Santa Rosa (2b) – Desde la cuenta oficial del Parque Nacional Lihué Calel emitieron un fuerte llamado de atención por el aumento de atropellamientos de fauna silvestre sobre la Ruta Nacional 152, que atraviesa el área protegida en el centro-sur de La Pampa.
Según informaron las autoridades del Parque, el incremento del tránsito vehicular durante la temporada de verano derivó en la colisión de al menos cinco ejemplares: dos zorros, dos guanacos y un ñandú, embestidos por vehículos y camiones que circulaban por el sector.
Desde la administración remarcaron que, pese al mal estado de la calzada, la señalización que advierte el cruce por un parque nacional y la cartelería preventiva por baches, muchos conductores no reducen la velocidad, lo que termina provocando daños graves a la fauna y poniendo en riesgo la seguridad vial.
En ese sentido, solicitaron de manera enfática reducir la velocidad en el tramo de la Ruta 152 que atraviesa el parque, claramente demarcado con señalización indicativa y preventiva. La reducción de la marcha permite contar con mayor margen de maniobra ante el cruce de animales y evita colisiones que pueden tener consecuencias severas.
Desde el Parque recordaron además la importancia ambiental de las especies afectadas. El guanaco (Lama guanicoe) y el ñandú (Rhea americana) son especies protegidas dentro del área, ambas amenazadas por la caza furtiva. En el caso del guanaco, la población que habita en Lihué Calel es la única en buen estado de conservación que permanece en La Pampa, mientras que el ñandú se encuentra en un proceso de recuperación a nivel provincial.

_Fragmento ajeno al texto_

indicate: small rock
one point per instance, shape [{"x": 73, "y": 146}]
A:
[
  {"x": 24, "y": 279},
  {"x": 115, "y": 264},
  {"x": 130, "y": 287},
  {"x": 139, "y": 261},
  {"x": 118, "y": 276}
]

Las autoridades recomendaron a quienes circulan por la zona observar atentamente las banquinas, ya que el cruce de animales es frecuente y suele darse en grupo. Ante esa situación, aconsejan detener la marcha en un lugar seguro, colocar balizas y esperar a que todos los ejemplares crucen, evitando maniobras bruscas.
Finalmente, recordaron que el atropellamiento de fauna silvestre protegida dentro de la jurisdicción del Parque Nacional constituye un daño ambiental, penado por la ley, y subrayaron que prevenir estos hechos no solo protege la biodiversidad, sino que también cuida la vida de quienes transitan por la ruta.